Comecemos por abordar o livro na sua introdução:
Houve um tempo em que, no Ocidente, aquele que tinha a sorte de ter um trabalho, sentia-se feliz. Desde que acordava preparava-se para enfrentar um dia recheado de novos encontros e de desafios a superar.
A caminho do emprego, enquanto a rádio repetia a necessidade de “ousar a reforma permanente”, pensava na reunião da véspera. Era necessário mobilizar as equipas, agir na urgência, ser reativo…
A exemplo dos colegas, tinha confiança no chefe, um homem excecional, que pretendia derrubar as “muralhas internas” e “vencer os imobilismos”.
Ao chegar ao escritório, tão-só aberto o correio eletrónico, logo o telefone começava a tocar. Concluída essa chamada, já a secretária aparecia a anunciar-lhe o início da reunião agendada.
“Não basta ser competente, é também necessário assumir plenamente a sua missão. A paixão vale mais do que o conhecimento.”
O consultor que o dizia estava contratado para motivar os recursos humanos.
“Vocês são os atores do vosso próprio sucesso e da vossa felicidade. A empresa dá-vos os meios de crescerem e emanciparem-se”.
Na pausa do café, o superior hierárquico alertava noutro sentido: “É preciso carregar no prego a fundo: a Direção dos Recursos Humanos acaba de rever em alto os nossos objetivos”.
Já tinham passado várias horas, que saíra do seu gabinete e não cumprira um terço das tarefas a si atribuídas. Fora-lhe atribuído um planeamento e era necessário respeitá-lo. A terapeuta conjugal fora definitiva: “Para ser bem sucedido no casal, é preciso querê-lo. Energia, entusiasmo e empenhamento máximos”.
À noite ele estava fatigado. Mas, ao apagar a luz, já pensava no dia seguinte. Preparava-se para enfrentar um novo dia recheado de encontros e de desafios a superar...
Este mundo, que parece extraído de um mau romance, é o nosso! Mas temos dificuldade em reconhecê-lo ou, mesmo vendo-o, parece-nos tão óbvio, que deixamos de conseguir ter sobre ele um olhar crítico. E é essa uma das características principais do homem moderno “talvez iludido pelo seu sentimento de superioridade”.
É importante que se diga existir quem esteja interessado em mostrar-nos este mundo pelos traços da conquista, da vitória sobre o passado. E, em aparência, parecem ter razão!

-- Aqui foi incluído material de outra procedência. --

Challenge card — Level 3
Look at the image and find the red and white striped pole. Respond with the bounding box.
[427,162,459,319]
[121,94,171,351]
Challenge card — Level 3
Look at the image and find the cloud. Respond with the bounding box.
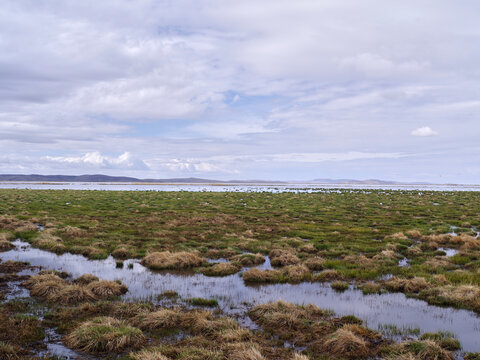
[44,151,148,170]
[410,126,438,136]
[0,0,480,182]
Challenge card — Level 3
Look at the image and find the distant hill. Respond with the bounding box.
[0,174,282,184]
[313,179,429,185]
[0,174,431,185]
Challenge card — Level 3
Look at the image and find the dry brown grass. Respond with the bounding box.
[298,243,317,254]
[292,353,310,360]
[323,328,370,359]
[385,232,408,240]
[385,277,431,293]
[312,269,343,282]
[129,349,170,360]
[373,250,397,260]
[230,253,265,266]
[133,309,181,330]
[65,317,146,353]
[47,285,97,304]
[406,229,422,240]
[282,265,310,282]
[0,232,15,241]
[22,273,67,289]
[202,262,240,276]
[141,251,205,270]
[112,247,132,260]
[87,280,128,299]
[303,256,325,271]
[61,226,88,237]
[402,340,455,360]
[30,280,66,298]
[248,301,329,335]
[229,346,265,360]
[75,274,99,285]
[269,249,300,266]
[217,328,253,343]
[424,256,456,269]
[243,268,281,283]
[420,285,480,311]
[0,239,15,251]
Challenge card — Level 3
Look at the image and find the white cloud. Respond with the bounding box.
[44,151,148,170]
[410,126,438,136]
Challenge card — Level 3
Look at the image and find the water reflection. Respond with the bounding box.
[0,241,480,351]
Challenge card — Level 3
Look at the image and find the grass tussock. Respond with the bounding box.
[129,349,171,360]
[401,340,455,360]
[230,253,265,266]
[86,280,128,299]
[46,284,98,305]
[304,256,325,271]
[112,247,132,260]
[23,273,67,290]
[74,274,99,285]
[229,346,265,360]
[243,265,311,284]
[141,251,205,270]
[323,328,370,359]
[269,249,300,266]
[65,317,146,353]
[312,269,343,282]
[385,277,431,293]
[243,268,281,283]
[202,263,240,276]
[419,285,480,312]
[133,309,181,330]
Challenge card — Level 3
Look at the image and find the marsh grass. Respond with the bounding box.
[65,317,146,353]
[187,298,218,307]
[141,251,205,270]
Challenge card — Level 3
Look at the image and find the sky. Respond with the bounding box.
[0,0,480,184]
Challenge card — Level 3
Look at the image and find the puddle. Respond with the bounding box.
[37,328,91,360]
[0,240,480,351]
[438,248,458,257]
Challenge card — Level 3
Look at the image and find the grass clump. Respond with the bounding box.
[402,340,455,360]
[86,280,128,299]
[46,284,98,305]
[202,263,240,276]
[420,331,462,351]
[230,253,265,266]
[323,328,370,359]
[0,341,21,360]
[74,274,99,285]
[330,281,349,292]
[188,298,218,307]
[269,249,300,266]
[141,251,205,270]
[129,349,170,360]
[385,277,431,293]
[65,317,146,353]
[419,285,480,312]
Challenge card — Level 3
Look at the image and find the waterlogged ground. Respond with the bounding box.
[0,189,480,360]
[0,241,480,351]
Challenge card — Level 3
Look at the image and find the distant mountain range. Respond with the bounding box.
[0,174,429,185]
[0,174,285,184]
[313,179,431,185]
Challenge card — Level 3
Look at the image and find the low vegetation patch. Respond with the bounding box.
[141,251,205,270]
[65,317,146,354]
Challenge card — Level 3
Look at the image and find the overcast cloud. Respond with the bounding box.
[0,0,480,183]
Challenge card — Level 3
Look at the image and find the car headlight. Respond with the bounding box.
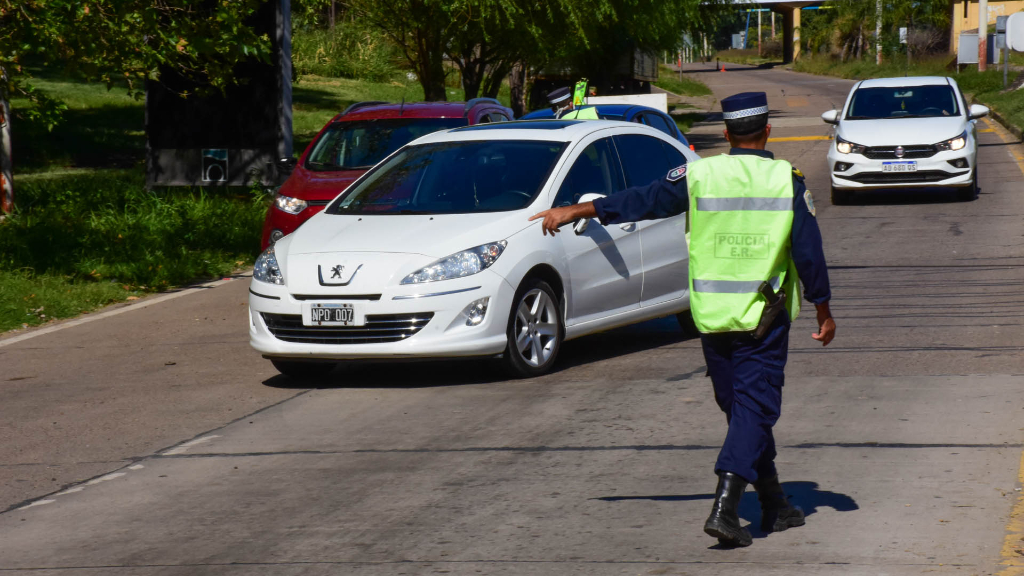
[935,130,967,150]
[273,194,309,214]
[253,246,285,285]
[401,240,508,284]
[836,135,866,154]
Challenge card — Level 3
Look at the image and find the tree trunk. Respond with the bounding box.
[509,63,527,118]
[410,29,447,101]
[0,67,14,214]
[479,60,512,99]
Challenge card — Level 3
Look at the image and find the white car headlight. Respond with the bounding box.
[273,194,309,214]
[401,240,508,284]
[836,135,864,154]
[253,246,285,285]
[935,130,967,150]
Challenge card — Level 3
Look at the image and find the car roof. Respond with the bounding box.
[860,76,950,88]
[416,120,668,143]
[334,98,511,120]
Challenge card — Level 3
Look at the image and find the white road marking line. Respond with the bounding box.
[54,486,85,496]
[17,500,56,510]
[0,278,245,347]
[161,435,220,456]
[85,472,128,486]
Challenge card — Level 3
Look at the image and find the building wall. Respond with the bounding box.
[949,0,1024,52]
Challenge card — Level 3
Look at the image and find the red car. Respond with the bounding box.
[262,98,513,250]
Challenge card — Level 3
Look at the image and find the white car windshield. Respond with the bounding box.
[306,118,466,172]
[846,84,959,120]
[327,140,565,214]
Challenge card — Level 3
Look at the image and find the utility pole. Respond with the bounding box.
[978,0,988,72]
[874,0,884,66]
[758,8,761,56]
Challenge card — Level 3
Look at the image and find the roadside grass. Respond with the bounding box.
[0,70,520,331]
[715,48,782,66]
[654,65,711,96]
[793,56,1024,128]
[0,169,267,331]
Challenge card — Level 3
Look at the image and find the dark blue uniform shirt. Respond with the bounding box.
[594,148,831,304]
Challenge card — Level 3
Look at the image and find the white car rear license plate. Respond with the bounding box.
[302,302,365,326]
[882,160,918,172]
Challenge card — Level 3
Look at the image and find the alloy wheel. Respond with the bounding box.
[513,288,558,368]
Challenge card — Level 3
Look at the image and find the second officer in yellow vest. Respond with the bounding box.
[531,92,836,546]
[548,87,598,120]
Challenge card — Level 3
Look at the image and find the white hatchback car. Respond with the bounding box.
[249,120,698,376]
[821,76,988,204]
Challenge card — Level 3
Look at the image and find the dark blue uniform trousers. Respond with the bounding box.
[700,313,790,483]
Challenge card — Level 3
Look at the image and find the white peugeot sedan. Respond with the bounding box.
[249,120,698,376]
[821,76,988,204]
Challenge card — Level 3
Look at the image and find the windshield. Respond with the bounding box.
[327,140,566,214]
[846,84,959,120]
[306,118,466,171]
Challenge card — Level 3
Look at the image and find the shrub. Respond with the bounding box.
[292,22,399,82]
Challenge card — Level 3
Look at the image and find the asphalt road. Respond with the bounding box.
[6,65,1024,576]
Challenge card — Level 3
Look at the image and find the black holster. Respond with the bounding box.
[754,282,785,340]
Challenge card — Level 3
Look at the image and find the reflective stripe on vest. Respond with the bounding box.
[686,155,800,333]
[693,276,779,294]
[697,197,793,212]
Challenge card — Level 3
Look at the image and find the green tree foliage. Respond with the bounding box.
[344,0,725,104]
[801,0,949,61]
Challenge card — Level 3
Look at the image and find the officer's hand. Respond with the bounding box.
[811,302,836,346]
[811,318,836,346]
[529,202,597,236]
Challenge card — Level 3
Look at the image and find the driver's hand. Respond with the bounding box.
[529,206,578,236]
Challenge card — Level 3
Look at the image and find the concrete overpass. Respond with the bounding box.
[735,0,824,63]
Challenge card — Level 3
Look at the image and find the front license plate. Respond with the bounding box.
[302,302,364,326]
[882,160,918,172]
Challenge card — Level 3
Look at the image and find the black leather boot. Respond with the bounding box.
[705,472,754,546]
[754,476,804,532]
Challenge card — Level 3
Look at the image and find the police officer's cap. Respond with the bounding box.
[548,86,570,106]
[722,92,768,136]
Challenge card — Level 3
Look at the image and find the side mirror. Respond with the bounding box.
[572,194,604,236]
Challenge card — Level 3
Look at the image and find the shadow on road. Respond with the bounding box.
[263,316,690,389]
[593,481,860,548]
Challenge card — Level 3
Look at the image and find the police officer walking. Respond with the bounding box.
[548,86,598,120]
[530,92,836,546]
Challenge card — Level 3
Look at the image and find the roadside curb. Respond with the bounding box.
[971,94,1024,142]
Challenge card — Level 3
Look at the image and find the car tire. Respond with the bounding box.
[676,310,700,338]
[956,167,978,202]
[831,187,851,206]
[270,360,335,380]
[503,278,565,378]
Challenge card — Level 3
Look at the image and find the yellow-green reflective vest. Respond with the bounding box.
[558,107,598,120]
[686,155,801,333]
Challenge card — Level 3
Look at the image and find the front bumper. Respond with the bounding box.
[827,145,976,189]
[249,270,515,360]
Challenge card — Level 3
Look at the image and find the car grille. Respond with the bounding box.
[261,312,434,344]
[864,145,939,160]
[836,170,967,184]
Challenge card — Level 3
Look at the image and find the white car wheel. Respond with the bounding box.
[505,280,564,377]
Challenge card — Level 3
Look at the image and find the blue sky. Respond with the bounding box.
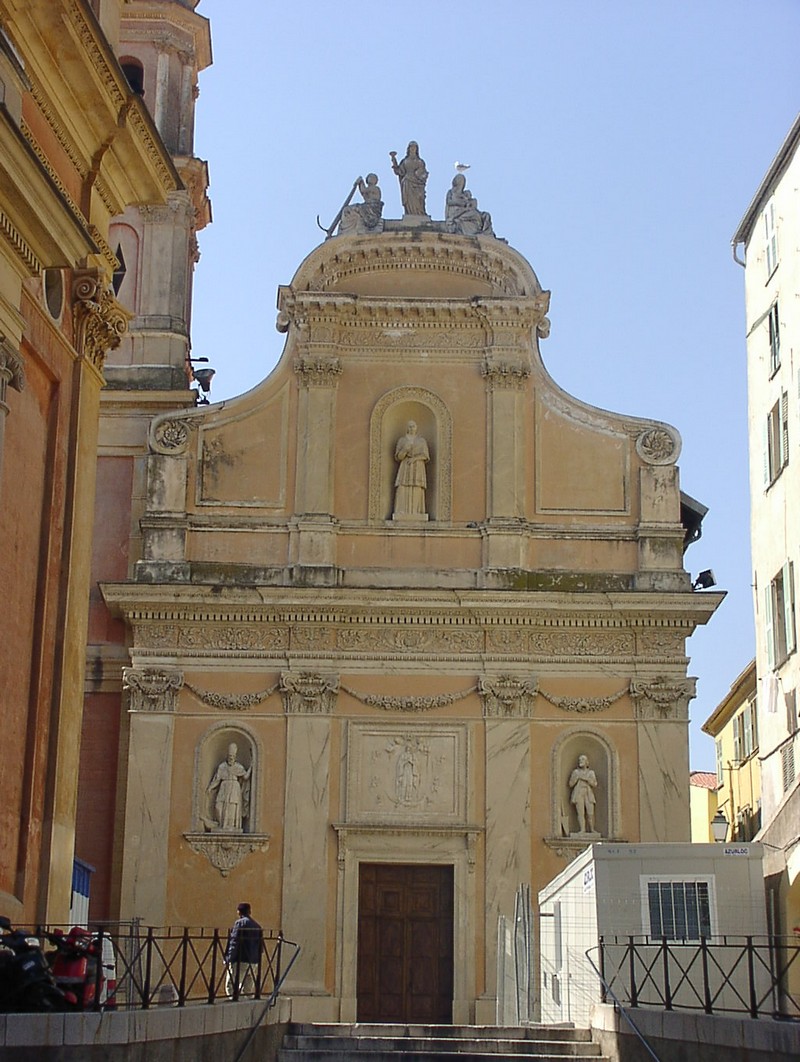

Desde os anos 70, o Ocidente saiu progressivamente do que Michel Foucault designava como um universo “disciplinar”, edificado sobre as ruínas da velha ordem medieval.
Esta saída de um mundo ordenado desembocou num novo horizonte, muito mais aberto em que cada um parece entregue a si mesmo.
Ao longo dos anos surgiram mudanças tecnológicas, que aceleraram essa pretensa emancipação dos indivíduos e engendrou um novo tipo de capitalismo.
As alterações culturais e psicológicas, que acompanharam estas transformações da sociedade liberal, produziram um “hiperindividualismo”, um sentimento de insignificância, um narcisismo de efeitos devastadores no ocidente, que alguns não se cansam de condenar.
Assistimos hoje ao que, em jargão epistemológico, se designa como uma “mudança de paradigma”, que pode causar vertigens, mas se revela extremamente sedutor.
Do modelo “paternalista”, segundo o qual a autoridade religiosa, moral ou política, podia interferir constantemente na liberdade dos indivíduos em nome do Bem ou de prevenir o Mal, passámos para um modelo individualista segundo o qual ninguém pode, melhor do que o indivíduo, determinar a sua conceção do Bem e do que quer ou não fazer.
É a realização do sonho liberal de Isaiah Berlin, que evoca o desejo intrínseco de cada homem tornar-se no sujeito da sua própria vida: “acima de tudo, desejo conceber-me como um ser que pensa, que quer, que age, assumindo as responsabilidades pelas suas escolhas e capaz de as justificar em função da sua própria perspetiva das coisas.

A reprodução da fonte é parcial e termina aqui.